One honest caveat that cuts the other way. A pig held off feed and water, or hauled a long distance before weighing, genuinely loses weight, the gut empties and the animal dehydrates. K-State's own validation found show pigs averaging 16 lb (about 7 kg) below their tape estimate after transport and feed withdrawal. So if the buyer weighs at their end after a truck ride, expect a real shrink of a few kilos. Measure at home, on full feed and water, and document that as your baseline. The argument to have is about the gap beyond normal shrink, not shrink itself.
Take your own measurement before the buyer arrives. Write it down with the date. If their estimate is more than 5 kg below yours after accounting for shrink, you have grounds to negotiate or walk away. Most farmers I talk to in Leyte and Bohol just accept whatever the viajero says because they have no number of their own. Don't be that farmer.
If you want to track growth over time instead of just sale day, the feed consumption chart shows expected weights by age so you can tell whether your pigs are on track or falling behind the ration you're paying for.
Free Tool
FCR Calculator
Once you have a tape-measure weight, drop in the kilos of feed eaten in that period to see your real feed conversion ratio. That single number tells you whether your batch is on track or quietly bleeding margin.
Bisaya / Cebuano
Para sa mga mag-uuma: Unsaon pagtimbang sa baboy nga walay scale
Duha ka sukod ang kinahanglan:
- Libot sa dughan (heart girth): sukda ang libot sa lawas sa baboy luyo sa atubangan nga mga tiil, sa pinakapino nga bahin sa dughan
- Gitas-on (body length): sukda gikan sa likod sa dalunggan hangtod sa gamot sa ikog
Para sa improved breeds (Landrace, Large White, Duroc cross): sukdang ang libot sa dughan sa pulgada, dayon: Timbang (lb) = 10.17 x heart girth (inches) minus 205.75. Bahina sa 2.2 para makuha ang kilo. O gamita lang ang lamesa sa ibabaw, mas sayon.
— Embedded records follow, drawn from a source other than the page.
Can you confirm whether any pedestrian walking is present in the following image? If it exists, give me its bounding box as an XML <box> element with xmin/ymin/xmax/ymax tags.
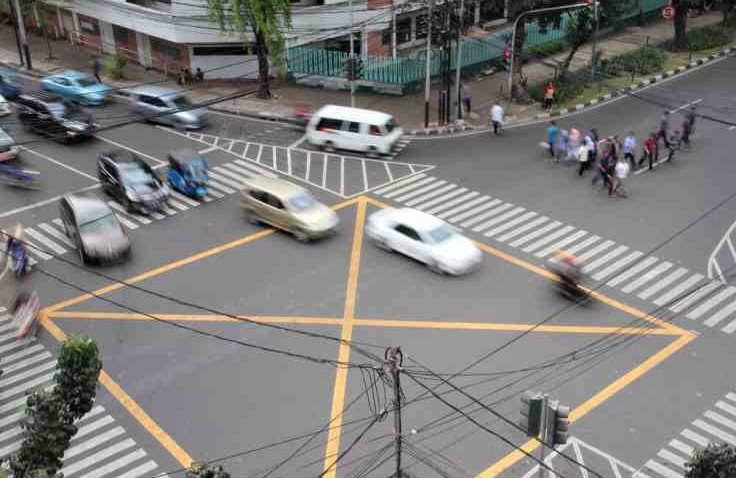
<box><xmin>92</xmin><ymin>57</ymin><xmax>102</xmax><ymax>83</ymax></box>
<box><xmin>491</xmin><ymin>101</ymin><xmax>504</xmax><ymax>135</ymax></box>
<box><xmin>577</xmin><ymin>144</ymin><xmax>590</xmax><ymax>176</ymax></box>
<box><xmin>460</xmin><ymin>83</ymin><xmax>470</xmax><ymax>113</ymax></box>
<box><xmin>547</xmin><ymin>121</ymin><xmax>560</xmax><ymax>161</ymax></box>
<box><xmin>609</xmin><ymin>158</ymin><xmax>631</xmax><ymax>197</ymax></box>
<box><xmin>624</xmin><ymin>131</ymin><xmax>636</xmax><ymax>169</ymax></box>
<box><xmin>544</xmin><ymin>81</ymin><xmax>555</xmax><ymax>112</ymax></box>
<box><xmin>639</xmin><ymin>134</ymin><xmax>657</xmax><ymax>170</ymax></box>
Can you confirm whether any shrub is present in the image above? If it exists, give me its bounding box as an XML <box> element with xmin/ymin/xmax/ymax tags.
<box><xmin>600</xmin><ymin>46</ymin><xmax>667</xmax><ymax>76</ymax></box>
<box><xmin>105</xmin><ymin>51</ymin><xmax>128</xmax><ymax>80</ymax></box>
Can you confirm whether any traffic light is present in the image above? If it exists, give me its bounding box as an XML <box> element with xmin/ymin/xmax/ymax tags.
<box><xmin>519</xmin><ymin>392</ymin><xmax>544</xmax><ymax>437</ymax></box>
<box><xmin>547</xmin><ymin>402</ymin><xmax>570</xmax><ymax>446</ymax></box>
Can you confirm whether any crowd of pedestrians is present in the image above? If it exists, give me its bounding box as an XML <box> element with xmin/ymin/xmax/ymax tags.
<box><xmin>542</xmin><ymin>106</ymin><xmax>697</xmax><ymax>197</ymax></box>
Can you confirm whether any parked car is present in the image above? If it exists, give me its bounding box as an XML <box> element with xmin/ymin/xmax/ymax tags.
<box><xmin>240</xmin><ymin>176</ymin><xmax>340</xmax><ymax>242</ymax></box>
<box><xmin>97</xmin><ymin>149</ymin><xmax>169</xmax><ymax>214</ymax></box>
<box><xmin>15</xmin><ymin>91</ymin><xmax>98</xmax><ymax>141</ymax></box>
<box><xmin>0</xmin><ymin>128</ymin><xmax>20</xmax><ymax>162</ymax></box>
<box><xmin>59</xmin><ymin>193</ymin><xmax>130</xmax><ymax>264</ymax></box>
<box><xmin>366</xmin><ymin>208</ymin><xmax>483</xmax><ymax>275</ymax></box>
<box><xmin>126</xmin><ymin>86</ymin><xmax>207</xmax><ymax>129</ymax></box>
<box><xmin>0</xmin><ymin>68</ymin><xmax>22</xmax><ymax>100</ymax></box>
<box><xmin>41</xmin><ymin>70</ymin><xmax>112</xmax><ymax>106</ymax></box>
<box><xmin>306</xmin><ymin>105</ymin><xmax>404</xmax><ymax>156</ymax></box>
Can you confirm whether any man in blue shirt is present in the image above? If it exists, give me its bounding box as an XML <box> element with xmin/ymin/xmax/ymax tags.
<box><xmin>547</xmin><ymin>121</ymin><xmax>560</xmax><ymax>158</ymax></box>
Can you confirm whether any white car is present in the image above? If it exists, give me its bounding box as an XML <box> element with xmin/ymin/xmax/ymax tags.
<box><xmin>366</xmin><ymin>208</ymin><xmax>483</xmax><ymax>275</ymax></box>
Para sa native nga baboy (itom nga biik): Timbang (kg) = -46.32 + (0.83 x heart girth cm) + (0.27 x body length cm). Para ni sa baboy nga 20 hangtod 50 kg lang.
Tip: Sukda tulo ka beses, kuhaa ang average. Mas sakto kung sukdon samtang nagkaon ang baboy ug wala pa madala sa merkado. Estimate ra ni, dili scale. Pagdala gihapon ug tape kung mopalit ang viajero.